Managing Multiple Child Processes in NodeJS

In a recent project, I needed to run some audio processing functions on a serious amount of audio files. As we were running on a small time server, this was a little too taxing for our intro level RAM allotments. So I looked into outsourcing the heavy lifting into separate child processes and then limiting the total concurrent number of processes running at any given time.

In this post, I'm going to go through the steps I came up with. First, how to create a child process in a separate file and run it using the spawn method. Next, how to promisify the process and pass arguments to it. Lastly, how to queue up a whole bunch of those processes and limiting the total number that will be run concurrently.

If you're just here for some sweet code, here's the repo with the example code.

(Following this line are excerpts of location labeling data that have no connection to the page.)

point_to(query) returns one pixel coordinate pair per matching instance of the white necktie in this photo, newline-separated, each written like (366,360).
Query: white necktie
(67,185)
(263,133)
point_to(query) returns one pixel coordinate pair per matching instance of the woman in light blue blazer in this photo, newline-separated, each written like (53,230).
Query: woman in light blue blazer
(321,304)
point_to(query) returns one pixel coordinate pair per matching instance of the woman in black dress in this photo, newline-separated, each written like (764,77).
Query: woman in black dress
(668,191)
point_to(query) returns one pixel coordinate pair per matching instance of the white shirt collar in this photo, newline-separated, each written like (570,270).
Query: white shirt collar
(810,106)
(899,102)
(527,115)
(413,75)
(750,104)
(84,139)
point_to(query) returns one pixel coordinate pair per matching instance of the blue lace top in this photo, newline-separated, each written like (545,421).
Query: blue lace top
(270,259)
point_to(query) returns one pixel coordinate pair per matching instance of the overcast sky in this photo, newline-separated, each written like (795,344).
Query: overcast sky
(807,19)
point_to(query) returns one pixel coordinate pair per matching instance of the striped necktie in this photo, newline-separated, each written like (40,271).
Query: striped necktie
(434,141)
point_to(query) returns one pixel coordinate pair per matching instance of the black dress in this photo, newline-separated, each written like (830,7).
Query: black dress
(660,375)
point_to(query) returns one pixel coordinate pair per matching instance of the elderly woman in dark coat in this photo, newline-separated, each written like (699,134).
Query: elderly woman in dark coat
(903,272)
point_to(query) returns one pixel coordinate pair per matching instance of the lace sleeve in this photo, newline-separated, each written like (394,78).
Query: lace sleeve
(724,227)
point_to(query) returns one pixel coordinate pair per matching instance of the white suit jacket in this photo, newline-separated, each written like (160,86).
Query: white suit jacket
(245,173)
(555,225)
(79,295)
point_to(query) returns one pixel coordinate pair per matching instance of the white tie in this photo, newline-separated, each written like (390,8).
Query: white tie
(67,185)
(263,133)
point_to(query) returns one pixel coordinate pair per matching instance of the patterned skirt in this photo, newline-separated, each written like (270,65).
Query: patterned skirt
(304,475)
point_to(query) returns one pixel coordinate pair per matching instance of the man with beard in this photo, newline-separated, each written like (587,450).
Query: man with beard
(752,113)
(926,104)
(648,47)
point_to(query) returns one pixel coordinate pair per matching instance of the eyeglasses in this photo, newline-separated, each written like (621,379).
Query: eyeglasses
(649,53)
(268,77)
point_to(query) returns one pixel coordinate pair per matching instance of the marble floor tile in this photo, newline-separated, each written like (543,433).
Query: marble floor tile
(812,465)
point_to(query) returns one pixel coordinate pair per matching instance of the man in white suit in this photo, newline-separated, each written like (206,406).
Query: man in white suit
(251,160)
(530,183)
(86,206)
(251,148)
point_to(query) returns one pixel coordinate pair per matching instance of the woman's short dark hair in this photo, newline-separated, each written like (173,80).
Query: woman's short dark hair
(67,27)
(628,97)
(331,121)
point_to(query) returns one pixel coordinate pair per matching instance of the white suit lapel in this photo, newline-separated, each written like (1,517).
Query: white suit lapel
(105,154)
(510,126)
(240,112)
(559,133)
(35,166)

Outsourcing a Child Process

The only npm dependency we'll need is bluebird

npm init  
npm install --save bluebird  

Our driver file will be in index.js and we'll put our child process login in process.js.

├── index.js
├── node_modules
├── package.json
└── process.js

We'll use a trivial example for our child process logic. It will run a setTimeout function to simulate a delay. It will send data to the parent process using process.stdout. It will send some trivial data when it is initiated and again after two seconds when it is completed.

// process.js

    process.stdout.write('Process beginning.');

    setTimeout(function(){
        process.stdout.write('Process complete.');
    }, 2000);

Our index.js file will use the spawn function from Node's child_process module to call process.js. Spawn needs to be passed in two parameters to run and external file. The first is the command to run the file, in this case node, and the second is an array of arguments, the first of which, will be the file path of the file we would like to run, in this case './process.js'.

Our child process is sending data through the process.stdout.write() function, but we need to set up listeners in the parent process to get access to that data and simply write it to the console. The data that comes back is in the form of a buffer so we'll have to call buffer's .toString method on it to convert into something comprehensible.

We'll set up listeners for three events on the child, a data event from process.stdout, data in the case of an error from process.stderr and finally, we'll listen for the exit event on process.

// index.js
var spawn = require('child_process').spawn;  
var bbPromise = require('bluebird');

function loadProcess() {

  var process = spawn('node', ['./process.js']);

  process.stdout.on('data', function(data) {
    console.log(data.toString());
  });

  process.stderr.on('data', function(err) {
    reject(err.toString());
  });

  process.on('exit', function() {
    console.log('Done!');
  });

}

loadProcess();  

Runnning:

node index.js  

Will get us:

Process  beginning.  
Process complete.  
Done!  

Running Multiple Instances with Arguments

While our previous example is truly fascinating, let's pass some arguments to our child process and use promises so we can queue up a whole bunch.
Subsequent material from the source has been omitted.